When I think about Granddaddy, I think about a lot of things. I think about the camping trips he took me on from the time I was a toddler. I think about him pulling me behind the riding lawn mower in the wagon. I think about air popped pop corn, the candy box, peanut butter and banana sandwiches, nutty buddies, afternoon naps in the sun room, Bing Crosby, and staying up late to watch the Johnny Carson show. I think about New Years Eve when my parents dropped us off and we celebrated with Granddaddy and Grandmother by banging on pots and pans in the living room. I think about him giving me money to put in the offering when I went to church with him. I think about all the Christmases, all the birthdays, all the meals, all the school programs he attended. When I think about my childhood, I think about my Granddaddy.
He wasn't famous. He wasn't perfect. But he was a great man. A man who loved Jesus. I can't help but wonder in "It's A Wonderful Life" fashion how different my life would have been without Granddaddy. If he hadn't taught my Daddy about Jesus, then I wonder if my Dad would have taught me about Jesus, and I wonder if I would then be teaching my two children about Jesus?
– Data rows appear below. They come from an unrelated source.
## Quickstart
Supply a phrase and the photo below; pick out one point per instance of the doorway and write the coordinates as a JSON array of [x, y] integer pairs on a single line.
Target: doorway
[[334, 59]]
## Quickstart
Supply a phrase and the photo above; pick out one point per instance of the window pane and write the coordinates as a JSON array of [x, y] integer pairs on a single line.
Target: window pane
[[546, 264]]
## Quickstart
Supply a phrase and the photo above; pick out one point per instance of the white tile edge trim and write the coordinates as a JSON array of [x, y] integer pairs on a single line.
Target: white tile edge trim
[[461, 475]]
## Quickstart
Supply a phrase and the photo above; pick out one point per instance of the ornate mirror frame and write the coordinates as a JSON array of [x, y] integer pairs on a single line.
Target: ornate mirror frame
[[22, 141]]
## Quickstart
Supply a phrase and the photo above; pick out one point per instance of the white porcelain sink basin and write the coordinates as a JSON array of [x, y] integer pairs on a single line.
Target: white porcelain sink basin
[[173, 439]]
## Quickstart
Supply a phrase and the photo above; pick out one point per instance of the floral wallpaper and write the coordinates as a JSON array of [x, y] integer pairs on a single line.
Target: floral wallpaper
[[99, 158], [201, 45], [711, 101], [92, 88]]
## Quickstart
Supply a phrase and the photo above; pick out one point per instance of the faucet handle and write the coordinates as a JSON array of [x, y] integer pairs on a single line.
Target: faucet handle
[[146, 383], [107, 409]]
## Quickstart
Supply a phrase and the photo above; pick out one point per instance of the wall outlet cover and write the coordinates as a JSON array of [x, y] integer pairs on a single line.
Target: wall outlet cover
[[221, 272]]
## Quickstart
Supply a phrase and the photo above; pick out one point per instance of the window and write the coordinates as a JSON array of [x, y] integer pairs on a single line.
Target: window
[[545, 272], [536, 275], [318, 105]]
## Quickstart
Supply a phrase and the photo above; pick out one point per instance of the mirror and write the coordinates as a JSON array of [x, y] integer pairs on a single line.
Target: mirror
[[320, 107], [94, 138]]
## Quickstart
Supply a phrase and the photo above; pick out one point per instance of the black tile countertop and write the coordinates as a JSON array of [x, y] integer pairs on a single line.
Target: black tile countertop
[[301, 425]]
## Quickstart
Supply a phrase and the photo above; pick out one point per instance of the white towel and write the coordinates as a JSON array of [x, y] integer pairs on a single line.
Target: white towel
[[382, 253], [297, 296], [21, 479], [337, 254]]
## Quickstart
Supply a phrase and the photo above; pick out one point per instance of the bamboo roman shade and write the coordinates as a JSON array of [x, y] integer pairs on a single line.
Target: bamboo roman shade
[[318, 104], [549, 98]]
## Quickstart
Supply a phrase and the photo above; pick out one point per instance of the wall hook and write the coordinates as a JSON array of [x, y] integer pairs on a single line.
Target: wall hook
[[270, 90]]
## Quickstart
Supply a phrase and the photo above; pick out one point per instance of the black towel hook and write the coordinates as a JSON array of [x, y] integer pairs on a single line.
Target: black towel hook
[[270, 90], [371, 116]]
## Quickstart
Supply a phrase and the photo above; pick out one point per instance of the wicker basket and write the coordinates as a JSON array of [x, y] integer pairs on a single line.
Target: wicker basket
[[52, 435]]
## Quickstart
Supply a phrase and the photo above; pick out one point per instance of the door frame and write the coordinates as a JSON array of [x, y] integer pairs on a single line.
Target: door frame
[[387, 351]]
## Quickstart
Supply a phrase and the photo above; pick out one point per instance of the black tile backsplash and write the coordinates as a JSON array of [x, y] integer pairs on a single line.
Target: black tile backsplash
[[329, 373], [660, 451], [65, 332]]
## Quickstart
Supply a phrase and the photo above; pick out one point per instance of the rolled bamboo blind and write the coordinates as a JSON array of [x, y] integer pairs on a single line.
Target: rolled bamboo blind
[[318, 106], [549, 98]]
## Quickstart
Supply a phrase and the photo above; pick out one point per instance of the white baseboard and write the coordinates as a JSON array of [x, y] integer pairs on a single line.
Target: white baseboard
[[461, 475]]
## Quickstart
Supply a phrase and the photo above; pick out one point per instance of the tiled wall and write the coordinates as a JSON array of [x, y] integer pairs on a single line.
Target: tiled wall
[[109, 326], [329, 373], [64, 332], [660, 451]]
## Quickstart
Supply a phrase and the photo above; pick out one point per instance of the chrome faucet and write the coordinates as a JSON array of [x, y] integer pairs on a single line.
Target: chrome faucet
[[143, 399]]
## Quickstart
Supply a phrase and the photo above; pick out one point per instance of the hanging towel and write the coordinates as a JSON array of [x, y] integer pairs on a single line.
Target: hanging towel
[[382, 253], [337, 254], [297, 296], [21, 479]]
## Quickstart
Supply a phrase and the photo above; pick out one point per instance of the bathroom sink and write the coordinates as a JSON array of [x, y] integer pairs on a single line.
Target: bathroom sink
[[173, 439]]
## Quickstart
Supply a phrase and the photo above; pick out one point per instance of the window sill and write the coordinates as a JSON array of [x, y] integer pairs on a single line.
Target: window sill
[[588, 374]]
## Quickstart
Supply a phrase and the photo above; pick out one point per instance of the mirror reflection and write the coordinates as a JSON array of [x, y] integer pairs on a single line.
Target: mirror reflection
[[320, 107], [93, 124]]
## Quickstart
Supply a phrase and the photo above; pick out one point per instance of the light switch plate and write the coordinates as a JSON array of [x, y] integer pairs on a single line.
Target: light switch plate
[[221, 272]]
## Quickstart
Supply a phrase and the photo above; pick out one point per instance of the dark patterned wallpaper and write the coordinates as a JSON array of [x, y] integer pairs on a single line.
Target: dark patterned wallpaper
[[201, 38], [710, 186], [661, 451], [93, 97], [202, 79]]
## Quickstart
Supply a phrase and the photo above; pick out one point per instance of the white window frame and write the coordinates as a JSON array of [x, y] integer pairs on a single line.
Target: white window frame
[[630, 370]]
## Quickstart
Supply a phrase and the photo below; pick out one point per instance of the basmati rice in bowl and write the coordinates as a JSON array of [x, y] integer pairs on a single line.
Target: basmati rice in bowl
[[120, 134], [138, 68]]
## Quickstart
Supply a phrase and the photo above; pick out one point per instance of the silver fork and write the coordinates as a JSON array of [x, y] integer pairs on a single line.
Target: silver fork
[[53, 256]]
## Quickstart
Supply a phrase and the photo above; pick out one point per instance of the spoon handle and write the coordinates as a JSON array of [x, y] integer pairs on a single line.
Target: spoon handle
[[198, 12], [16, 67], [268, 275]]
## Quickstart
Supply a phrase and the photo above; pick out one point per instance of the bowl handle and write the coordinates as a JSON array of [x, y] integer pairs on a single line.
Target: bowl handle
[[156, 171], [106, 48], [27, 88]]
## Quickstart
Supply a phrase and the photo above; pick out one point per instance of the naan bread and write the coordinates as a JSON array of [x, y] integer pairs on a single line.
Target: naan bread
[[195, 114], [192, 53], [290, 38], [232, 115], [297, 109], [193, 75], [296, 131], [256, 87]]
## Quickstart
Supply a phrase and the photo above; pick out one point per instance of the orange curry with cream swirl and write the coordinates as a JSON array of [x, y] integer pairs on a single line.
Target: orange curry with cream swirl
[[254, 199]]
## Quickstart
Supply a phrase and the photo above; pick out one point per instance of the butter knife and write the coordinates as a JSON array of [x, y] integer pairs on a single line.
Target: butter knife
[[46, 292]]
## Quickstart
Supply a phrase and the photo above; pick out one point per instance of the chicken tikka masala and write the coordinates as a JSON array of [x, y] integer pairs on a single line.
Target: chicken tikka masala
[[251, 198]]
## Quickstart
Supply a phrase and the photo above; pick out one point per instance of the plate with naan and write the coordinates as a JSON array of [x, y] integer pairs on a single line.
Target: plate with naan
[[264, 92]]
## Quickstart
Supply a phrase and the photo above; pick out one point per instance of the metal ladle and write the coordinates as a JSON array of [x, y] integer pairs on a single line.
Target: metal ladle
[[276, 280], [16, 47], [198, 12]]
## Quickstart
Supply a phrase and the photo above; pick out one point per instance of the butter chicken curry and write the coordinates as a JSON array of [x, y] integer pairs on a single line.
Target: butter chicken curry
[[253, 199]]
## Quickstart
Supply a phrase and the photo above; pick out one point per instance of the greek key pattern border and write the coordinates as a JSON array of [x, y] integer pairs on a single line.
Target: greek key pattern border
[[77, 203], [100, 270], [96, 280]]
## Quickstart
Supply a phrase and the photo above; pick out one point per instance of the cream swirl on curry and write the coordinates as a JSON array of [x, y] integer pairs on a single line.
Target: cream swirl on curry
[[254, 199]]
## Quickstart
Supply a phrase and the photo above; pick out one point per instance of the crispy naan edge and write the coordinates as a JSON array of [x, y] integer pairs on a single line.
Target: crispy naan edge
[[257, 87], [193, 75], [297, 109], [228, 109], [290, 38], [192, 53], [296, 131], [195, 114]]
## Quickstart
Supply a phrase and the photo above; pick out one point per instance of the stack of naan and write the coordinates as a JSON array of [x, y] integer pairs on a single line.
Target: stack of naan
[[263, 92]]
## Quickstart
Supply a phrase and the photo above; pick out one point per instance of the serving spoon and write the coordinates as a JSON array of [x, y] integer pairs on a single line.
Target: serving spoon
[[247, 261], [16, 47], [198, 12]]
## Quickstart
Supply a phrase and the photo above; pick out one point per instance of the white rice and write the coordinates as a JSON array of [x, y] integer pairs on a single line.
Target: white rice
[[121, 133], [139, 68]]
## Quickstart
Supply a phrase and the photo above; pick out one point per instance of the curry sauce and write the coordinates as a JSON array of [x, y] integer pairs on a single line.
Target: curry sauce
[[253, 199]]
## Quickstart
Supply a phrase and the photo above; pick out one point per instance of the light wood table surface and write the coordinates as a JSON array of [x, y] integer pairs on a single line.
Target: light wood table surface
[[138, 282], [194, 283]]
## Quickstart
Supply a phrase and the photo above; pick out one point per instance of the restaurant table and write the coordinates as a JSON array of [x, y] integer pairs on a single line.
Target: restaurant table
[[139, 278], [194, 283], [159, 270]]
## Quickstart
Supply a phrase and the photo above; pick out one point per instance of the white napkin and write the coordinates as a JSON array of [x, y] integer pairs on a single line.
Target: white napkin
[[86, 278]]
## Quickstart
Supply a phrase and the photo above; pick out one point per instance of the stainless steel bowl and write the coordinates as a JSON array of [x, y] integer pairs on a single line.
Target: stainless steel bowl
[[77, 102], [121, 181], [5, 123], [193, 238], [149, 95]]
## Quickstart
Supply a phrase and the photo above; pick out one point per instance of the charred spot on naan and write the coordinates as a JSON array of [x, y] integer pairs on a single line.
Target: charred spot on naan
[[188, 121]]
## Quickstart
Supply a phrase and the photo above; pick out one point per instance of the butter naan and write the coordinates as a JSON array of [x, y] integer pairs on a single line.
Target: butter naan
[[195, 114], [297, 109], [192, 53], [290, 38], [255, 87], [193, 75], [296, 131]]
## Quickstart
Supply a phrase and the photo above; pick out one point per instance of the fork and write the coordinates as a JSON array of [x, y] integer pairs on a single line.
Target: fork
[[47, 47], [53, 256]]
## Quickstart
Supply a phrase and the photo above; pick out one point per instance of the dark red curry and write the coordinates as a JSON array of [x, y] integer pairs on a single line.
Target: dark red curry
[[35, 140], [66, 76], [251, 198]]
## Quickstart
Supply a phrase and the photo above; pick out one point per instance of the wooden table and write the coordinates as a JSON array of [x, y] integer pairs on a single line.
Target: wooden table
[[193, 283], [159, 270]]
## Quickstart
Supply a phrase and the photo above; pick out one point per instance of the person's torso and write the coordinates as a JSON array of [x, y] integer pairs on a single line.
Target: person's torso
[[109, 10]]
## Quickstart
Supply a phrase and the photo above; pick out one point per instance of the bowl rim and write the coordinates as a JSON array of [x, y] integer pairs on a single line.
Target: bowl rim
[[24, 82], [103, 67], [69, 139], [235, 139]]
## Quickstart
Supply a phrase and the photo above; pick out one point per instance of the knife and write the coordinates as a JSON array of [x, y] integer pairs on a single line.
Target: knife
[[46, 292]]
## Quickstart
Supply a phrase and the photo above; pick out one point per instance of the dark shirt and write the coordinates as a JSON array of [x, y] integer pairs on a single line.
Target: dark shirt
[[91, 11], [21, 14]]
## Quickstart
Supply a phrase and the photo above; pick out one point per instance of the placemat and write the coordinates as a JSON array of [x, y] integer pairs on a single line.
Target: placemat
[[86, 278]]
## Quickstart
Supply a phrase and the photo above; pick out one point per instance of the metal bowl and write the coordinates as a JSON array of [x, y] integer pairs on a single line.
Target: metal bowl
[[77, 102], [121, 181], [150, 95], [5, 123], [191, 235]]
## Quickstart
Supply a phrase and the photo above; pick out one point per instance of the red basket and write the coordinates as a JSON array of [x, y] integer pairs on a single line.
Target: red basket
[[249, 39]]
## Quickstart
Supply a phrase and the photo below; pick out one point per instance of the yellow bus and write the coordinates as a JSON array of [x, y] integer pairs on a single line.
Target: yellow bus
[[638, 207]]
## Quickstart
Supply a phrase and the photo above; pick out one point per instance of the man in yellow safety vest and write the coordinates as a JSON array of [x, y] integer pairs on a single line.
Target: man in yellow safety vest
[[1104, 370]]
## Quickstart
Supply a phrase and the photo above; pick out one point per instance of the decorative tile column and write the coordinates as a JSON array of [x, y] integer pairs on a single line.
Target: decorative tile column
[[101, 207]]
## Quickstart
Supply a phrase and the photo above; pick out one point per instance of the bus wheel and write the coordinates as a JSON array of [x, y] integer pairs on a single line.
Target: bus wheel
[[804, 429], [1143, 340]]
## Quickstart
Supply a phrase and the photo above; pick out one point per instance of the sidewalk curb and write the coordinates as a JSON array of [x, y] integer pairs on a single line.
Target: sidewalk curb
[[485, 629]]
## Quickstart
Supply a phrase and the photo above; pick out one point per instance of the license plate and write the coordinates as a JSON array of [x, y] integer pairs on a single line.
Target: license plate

On the day he died, I told him I loved him. He tried to talk back. But my dad assured him that we knew he loved us and he didn't need to have the words at that moment. See, that's the thing about people you really love. Of course you want to tell them you love them, but words aren't always necessary. He's loved me for 28 years. Told me many times that he's loved me in words and actions. I didn't need that affirmation on his death bed. I tried to memorize his face as he laid in the hospital bed, and I held his hand. Over the last 90 years, I wonder how many hands he shook, how many hugs he gave, how many flat tires he changed, and how many babies he held with those two hands. I kissed his cheek and told him I loved him again. And then I left near death at the hospital to go hold new life as I cradled my two month old daughter in my arms.
Just before eleven I got the call. My husband told me the news. My dad was praying and my cousin was singing "Precious Lord" during his final minutes. I cried and then sat on the couch just thinking about my Granddaddy. As it got closer to midnight, it started to snow. With all the lights off in the house, my daughter in my arms, and my husband by my side, we stared out the picture window as the snow blanketed the ground. I couldn't help but think, "Though your sins be as scarlet they shall be as white as snow." And I knew Granddaddy was in heaven not because he was a hard worker and had a beautiful, successful family but because his sins had been made as white as snow. I was thankful for the snow...thankful for the reminder that sweet Granddaddy had gone home to a place where "sickness, sorrow, pain and death are felt and feared no more."